Peine perdue, Olivier Adam

Ecrit par Marc Ossorguine , le Mercredi, 10 Septembre 2014. , dans Critiques, Les Livres, La Une Livres, Roman, Flammarion, La rentrée littéraire

Peine perdue, août 2014, 416 pages, 21,50 € . Ecrivain(s): Olivier Adam Edition: Flammarion

Avec Peine perdue, Olivier Adam nous emmène dans une ronde où les personnages et les voix vont se succéder, se lier, s’éclaircir mutuellement au fil des pages. Nous découvrons ainsi une bonne vingtaine d’acteurs de la vie d’une commune côtière, quelque part du côté de Nice. Il ne s’y passe pas grand-chose, entre les magouilles du gros entrepreneur local et « son » équipe de foot, avec une activité touristique convoitée par les requins voisins.

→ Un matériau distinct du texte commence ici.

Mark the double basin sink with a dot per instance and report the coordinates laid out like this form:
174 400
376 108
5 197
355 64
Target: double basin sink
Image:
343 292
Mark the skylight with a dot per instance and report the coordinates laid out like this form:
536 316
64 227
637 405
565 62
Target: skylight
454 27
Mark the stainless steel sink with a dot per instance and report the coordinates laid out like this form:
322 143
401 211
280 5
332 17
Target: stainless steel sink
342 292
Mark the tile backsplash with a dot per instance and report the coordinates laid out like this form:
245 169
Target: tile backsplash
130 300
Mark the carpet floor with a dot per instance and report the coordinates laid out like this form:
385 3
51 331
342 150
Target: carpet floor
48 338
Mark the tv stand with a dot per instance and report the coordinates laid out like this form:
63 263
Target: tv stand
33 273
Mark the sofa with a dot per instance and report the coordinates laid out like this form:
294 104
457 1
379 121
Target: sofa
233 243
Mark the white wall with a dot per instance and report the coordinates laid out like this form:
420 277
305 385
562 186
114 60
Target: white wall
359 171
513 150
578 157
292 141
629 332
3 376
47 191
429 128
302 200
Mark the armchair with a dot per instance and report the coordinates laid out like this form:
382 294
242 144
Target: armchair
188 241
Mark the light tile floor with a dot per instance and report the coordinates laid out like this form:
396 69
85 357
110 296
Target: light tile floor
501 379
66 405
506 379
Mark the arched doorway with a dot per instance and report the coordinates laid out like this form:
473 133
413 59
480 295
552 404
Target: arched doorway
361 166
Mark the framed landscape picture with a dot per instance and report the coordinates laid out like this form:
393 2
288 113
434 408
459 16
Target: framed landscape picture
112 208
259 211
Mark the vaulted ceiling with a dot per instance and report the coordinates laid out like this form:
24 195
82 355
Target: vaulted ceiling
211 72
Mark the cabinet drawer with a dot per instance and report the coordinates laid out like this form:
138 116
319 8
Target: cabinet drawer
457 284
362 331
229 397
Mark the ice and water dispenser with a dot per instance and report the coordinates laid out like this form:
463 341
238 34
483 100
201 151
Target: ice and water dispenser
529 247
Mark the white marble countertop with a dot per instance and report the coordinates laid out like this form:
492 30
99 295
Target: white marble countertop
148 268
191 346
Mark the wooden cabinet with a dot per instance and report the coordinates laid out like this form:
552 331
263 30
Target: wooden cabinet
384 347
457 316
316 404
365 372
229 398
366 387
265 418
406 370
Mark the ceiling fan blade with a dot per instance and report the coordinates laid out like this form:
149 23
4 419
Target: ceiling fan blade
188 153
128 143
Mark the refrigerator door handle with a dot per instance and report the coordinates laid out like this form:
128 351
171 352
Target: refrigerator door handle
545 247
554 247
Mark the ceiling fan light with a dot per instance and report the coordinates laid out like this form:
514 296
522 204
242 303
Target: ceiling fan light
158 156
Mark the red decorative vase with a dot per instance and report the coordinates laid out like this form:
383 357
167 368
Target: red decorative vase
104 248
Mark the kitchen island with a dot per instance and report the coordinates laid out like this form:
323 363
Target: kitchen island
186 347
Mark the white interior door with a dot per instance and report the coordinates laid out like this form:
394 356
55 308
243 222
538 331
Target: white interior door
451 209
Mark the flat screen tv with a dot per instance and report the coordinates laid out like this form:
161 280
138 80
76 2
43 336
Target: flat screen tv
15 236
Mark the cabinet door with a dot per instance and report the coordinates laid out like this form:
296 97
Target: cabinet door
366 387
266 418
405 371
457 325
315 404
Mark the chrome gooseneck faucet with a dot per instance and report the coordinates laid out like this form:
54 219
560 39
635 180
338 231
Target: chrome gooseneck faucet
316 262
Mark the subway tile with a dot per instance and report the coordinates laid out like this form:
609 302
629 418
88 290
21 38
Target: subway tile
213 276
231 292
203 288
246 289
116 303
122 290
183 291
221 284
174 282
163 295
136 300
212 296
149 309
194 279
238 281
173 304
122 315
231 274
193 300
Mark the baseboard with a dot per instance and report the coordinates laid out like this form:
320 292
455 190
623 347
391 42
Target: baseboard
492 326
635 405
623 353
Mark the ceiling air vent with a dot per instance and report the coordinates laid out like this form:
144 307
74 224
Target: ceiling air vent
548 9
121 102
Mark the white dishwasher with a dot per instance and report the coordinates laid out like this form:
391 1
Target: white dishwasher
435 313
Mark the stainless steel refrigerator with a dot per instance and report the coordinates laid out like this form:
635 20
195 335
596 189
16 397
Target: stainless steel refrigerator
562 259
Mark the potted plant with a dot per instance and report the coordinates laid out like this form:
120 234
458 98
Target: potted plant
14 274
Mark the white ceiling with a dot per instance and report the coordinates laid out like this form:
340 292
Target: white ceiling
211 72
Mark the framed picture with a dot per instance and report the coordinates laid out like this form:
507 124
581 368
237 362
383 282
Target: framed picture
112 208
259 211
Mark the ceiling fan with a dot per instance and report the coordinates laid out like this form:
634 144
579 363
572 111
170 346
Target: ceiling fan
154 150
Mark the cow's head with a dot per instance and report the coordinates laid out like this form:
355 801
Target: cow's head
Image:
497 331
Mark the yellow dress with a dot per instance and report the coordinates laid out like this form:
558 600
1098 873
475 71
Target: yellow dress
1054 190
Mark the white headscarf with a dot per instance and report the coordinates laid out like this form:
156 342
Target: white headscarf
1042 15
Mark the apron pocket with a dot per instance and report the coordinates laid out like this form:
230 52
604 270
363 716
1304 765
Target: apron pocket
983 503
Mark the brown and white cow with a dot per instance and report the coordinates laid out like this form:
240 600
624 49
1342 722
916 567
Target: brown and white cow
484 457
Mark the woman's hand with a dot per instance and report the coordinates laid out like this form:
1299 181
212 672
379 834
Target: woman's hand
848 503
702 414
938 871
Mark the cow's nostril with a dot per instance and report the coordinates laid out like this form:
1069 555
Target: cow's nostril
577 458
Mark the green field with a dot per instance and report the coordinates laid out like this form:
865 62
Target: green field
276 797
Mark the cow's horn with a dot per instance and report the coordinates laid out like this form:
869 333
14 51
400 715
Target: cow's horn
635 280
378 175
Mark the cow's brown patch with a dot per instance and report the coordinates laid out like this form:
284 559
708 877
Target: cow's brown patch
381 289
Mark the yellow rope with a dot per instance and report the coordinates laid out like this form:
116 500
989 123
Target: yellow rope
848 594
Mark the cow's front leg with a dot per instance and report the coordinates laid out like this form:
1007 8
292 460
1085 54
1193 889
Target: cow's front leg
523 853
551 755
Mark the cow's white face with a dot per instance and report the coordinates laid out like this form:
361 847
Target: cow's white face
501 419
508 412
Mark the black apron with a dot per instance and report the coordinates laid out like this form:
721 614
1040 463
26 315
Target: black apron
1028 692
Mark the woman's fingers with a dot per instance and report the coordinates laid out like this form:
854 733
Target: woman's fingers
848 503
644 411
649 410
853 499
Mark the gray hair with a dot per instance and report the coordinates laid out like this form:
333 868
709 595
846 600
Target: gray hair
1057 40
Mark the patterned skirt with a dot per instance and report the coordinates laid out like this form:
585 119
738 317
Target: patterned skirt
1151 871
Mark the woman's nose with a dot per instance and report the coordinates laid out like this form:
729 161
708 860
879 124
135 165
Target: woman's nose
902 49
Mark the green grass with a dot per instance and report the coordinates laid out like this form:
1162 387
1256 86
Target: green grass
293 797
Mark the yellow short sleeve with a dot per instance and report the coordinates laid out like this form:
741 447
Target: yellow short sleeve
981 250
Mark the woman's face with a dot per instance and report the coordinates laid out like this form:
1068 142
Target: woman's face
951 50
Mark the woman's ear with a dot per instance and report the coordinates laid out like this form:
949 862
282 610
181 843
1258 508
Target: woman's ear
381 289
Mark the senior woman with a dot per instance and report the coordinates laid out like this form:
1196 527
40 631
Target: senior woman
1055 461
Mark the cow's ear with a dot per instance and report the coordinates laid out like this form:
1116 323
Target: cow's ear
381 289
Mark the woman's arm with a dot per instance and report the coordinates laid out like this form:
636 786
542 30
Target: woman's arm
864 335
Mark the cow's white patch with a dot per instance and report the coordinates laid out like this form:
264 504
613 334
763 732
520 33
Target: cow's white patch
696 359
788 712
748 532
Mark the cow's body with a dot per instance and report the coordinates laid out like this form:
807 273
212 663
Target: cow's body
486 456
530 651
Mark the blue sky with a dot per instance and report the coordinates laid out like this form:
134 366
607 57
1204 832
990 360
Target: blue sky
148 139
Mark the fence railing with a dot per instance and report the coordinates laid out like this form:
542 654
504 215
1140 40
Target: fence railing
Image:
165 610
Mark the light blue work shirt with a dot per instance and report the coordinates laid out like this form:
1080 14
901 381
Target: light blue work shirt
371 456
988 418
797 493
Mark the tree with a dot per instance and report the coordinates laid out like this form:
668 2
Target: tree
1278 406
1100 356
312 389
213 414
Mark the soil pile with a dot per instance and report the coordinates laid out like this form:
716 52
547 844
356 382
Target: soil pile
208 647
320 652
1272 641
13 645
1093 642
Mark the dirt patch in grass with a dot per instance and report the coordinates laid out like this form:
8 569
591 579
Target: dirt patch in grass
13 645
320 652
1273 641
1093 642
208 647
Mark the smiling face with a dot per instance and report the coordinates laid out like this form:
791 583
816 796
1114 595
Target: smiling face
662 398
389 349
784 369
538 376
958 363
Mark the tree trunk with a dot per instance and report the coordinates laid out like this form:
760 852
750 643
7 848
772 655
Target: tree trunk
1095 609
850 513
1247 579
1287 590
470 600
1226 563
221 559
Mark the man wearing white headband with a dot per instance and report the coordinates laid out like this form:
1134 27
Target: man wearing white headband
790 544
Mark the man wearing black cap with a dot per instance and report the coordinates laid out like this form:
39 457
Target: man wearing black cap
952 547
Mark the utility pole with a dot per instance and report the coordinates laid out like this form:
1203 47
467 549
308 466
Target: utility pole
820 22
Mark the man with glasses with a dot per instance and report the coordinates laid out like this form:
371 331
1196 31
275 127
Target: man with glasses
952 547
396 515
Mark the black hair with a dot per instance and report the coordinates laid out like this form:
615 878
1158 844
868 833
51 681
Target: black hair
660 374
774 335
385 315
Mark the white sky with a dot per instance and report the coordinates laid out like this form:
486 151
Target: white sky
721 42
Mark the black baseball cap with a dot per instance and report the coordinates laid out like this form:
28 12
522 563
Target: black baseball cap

Il suffira d’un gros coup de mer pour que la côte soit pendant quelques jours dévastée et que des vies qui semblaient n’attendre que cela basculent et que se mettent à jour toute la peine perdue à les construire, à essayer au moins de les sauver du désastre, si ce n’est en faire de grands destins.

Il y a Antoine, le footballeur parfois brillant et surtout incontrôlable (qui n’est pas sans rappeler le personnage de Patrick Dewaere dans Coup de tête, le film de Jean-Jacques Annaud), Pérez l’entrepreneur combinard plein aux as, Grindel, le flic pas très doué, désabusé et débordé par les évènements, Paul et Hélène, le couple âgé qui essaye d’en finir, une jeune femme anonyme et inconnue qui semble vouloir échapper au monde, une équipe de foot « petit poucet » qui doit se préparer à affronter la grande équipe de Nantes en Coupe de France…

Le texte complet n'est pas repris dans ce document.